The Hybrid PQ VPN has already been adopted by the Banque de France and Deutsche Bundesbank to secure payments messages, and by NATO to secure some of its communications, too. While Tjhai says it was initially an uphill battle to convince the IETF of the need for a quantum secure standard to be built into VPNs, he remains confident that taking a hybrid approach to the problem of HNDL attacks is a safer strategy than simply waiting until a fully quantum secure ecosystem is in place.
“Most quantum security threats come from the actual data in transport, not at rest,” explains Tjhai. “The IETF standard tells you how to upgrade from what we have now to the post-quantum world.”

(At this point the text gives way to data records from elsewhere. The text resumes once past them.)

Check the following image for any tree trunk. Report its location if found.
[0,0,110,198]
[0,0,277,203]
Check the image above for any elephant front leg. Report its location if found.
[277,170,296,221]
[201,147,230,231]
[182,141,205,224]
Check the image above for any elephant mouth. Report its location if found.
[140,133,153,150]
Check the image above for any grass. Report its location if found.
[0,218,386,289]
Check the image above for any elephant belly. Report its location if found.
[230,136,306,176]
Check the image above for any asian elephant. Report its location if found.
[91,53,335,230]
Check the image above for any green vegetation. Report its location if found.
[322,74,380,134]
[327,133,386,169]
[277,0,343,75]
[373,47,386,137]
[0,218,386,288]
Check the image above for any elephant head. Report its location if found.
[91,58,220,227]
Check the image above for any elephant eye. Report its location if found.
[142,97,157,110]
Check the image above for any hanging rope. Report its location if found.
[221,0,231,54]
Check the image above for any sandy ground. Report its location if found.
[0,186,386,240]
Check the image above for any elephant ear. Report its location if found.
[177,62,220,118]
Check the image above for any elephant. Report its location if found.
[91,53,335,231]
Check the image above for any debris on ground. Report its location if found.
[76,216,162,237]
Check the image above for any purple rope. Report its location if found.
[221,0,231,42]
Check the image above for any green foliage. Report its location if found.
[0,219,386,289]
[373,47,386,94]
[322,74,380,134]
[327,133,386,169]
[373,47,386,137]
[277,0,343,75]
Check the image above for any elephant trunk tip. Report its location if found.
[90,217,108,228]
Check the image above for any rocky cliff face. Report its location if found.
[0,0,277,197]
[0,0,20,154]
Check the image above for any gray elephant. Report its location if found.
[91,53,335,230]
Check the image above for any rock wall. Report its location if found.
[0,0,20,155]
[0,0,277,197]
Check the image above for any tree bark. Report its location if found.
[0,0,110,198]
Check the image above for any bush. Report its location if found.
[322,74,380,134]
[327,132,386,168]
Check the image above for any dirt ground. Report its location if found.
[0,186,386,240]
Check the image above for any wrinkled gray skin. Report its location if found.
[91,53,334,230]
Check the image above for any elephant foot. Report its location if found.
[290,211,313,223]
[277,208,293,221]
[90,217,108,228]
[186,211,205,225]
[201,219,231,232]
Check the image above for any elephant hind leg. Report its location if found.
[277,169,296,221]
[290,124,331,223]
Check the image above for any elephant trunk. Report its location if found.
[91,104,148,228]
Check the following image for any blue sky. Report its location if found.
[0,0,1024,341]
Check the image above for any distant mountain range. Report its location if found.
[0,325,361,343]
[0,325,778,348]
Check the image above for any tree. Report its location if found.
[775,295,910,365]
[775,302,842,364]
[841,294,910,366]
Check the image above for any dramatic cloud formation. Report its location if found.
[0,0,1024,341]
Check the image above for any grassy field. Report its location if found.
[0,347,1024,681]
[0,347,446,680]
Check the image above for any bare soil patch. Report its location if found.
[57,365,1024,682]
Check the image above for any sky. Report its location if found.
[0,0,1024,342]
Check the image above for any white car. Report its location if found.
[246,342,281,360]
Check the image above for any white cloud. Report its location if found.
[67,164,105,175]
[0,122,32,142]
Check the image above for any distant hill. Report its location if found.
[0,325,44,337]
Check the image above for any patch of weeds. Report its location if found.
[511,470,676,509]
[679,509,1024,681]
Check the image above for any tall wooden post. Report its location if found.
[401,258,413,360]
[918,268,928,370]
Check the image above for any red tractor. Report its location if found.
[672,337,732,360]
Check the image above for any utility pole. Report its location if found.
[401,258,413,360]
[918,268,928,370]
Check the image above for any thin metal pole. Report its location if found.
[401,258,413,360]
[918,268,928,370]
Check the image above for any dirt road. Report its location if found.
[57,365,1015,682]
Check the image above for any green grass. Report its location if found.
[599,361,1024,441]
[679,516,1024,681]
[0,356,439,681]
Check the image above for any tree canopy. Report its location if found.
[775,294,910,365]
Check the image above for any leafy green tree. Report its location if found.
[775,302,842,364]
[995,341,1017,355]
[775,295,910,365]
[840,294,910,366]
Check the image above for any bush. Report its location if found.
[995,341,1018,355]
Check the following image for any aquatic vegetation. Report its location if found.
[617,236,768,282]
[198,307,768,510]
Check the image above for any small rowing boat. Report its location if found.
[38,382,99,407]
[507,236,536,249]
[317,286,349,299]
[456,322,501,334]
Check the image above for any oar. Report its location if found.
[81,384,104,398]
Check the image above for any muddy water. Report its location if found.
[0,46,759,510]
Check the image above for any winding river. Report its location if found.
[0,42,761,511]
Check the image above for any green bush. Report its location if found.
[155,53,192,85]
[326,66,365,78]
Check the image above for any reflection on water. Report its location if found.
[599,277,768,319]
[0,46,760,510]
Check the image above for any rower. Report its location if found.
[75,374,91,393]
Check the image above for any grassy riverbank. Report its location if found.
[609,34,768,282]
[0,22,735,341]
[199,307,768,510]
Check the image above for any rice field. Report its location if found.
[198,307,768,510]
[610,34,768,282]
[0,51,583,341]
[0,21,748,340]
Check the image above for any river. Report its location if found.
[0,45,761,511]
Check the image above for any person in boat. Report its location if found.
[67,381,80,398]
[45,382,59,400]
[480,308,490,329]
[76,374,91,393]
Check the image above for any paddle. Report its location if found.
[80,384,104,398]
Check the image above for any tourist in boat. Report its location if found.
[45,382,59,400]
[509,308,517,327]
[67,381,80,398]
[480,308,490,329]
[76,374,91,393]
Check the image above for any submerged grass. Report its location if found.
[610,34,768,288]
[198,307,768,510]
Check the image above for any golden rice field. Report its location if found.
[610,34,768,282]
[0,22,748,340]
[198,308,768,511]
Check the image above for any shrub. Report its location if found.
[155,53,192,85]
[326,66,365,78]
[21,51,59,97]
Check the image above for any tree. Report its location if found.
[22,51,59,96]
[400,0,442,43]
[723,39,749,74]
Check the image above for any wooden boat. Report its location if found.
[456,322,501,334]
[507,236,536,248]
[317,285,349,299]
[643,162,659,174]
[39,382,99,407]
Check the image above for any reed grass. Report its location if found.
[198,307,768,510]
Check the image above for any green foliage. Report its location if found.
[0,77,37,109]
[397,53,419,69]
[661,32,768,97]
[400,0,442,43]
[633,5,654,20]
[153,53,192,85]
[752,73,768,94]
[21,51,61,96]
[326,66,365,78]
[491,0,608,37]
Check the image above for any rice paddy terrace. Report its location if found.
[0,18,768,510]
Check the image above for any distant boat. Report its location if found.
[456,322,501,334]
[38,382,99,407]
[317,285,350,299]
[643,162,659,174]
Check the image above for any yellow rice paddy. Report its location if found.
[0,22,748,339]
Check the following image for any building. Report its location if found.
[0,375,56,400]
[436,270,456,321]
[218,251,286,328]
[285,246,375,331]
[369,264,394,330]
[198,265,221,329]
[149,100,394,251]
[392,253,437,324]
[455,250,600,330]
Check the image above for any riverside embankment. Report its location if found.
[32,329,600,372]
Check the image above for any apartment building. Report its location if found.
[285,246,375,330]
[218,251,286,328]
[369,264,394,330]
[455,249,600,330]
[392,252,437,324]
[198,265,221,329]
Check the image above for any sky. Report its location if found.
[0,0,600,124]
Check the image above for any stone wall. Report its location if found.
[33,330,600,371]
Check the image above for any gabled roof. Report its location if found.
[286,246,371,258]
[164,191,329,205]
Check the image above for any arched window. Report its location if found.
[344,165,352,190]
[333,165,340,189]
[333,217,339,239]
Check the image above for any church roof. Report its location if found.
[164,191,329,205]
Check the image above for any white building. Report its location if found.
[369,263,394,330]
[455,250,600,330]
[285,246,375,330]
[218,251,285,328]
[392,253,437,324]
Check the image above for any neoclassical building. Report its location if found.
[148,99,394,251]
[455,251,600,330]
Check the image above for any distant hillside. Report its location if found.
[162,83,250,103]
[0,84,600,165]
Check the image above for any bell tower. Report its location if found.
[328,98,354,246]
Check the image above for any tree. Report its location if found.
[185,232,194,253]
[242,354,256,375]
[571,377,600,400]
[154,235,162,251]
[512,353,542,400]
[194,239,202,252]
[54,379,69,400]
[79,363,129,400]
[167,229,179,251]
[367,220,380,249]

The need for interoperability
Tjhai’s colleague, Post Quantum’s executive chairman Andersen Cheng – who, by the by, claims to have been the first to coin the term ‘Harvest Now, Decrypt Later’ – argues strongly for a renewed focus on interoperability across the post-quantum security landscape. “We are entering a period where different countries are now recommending different encryption algorithms,” says Cheng. As such, “engineering our communications infrastructure to be interoperable and backward compatible is absolutely crucial.”
Tjhai argues that the focus up to this point has been on the post-quantum encryption algorithms themselves, usually when they’re proposed as standards by NIST and developed by countries and companies around the world. This, however, won’t be enough to defend against HNDL attacks (some are even being broken using classical machines.) “NIST’s new algorithms are only useful if we have agreed standards for their use and mature products that can accommodate them,” he says.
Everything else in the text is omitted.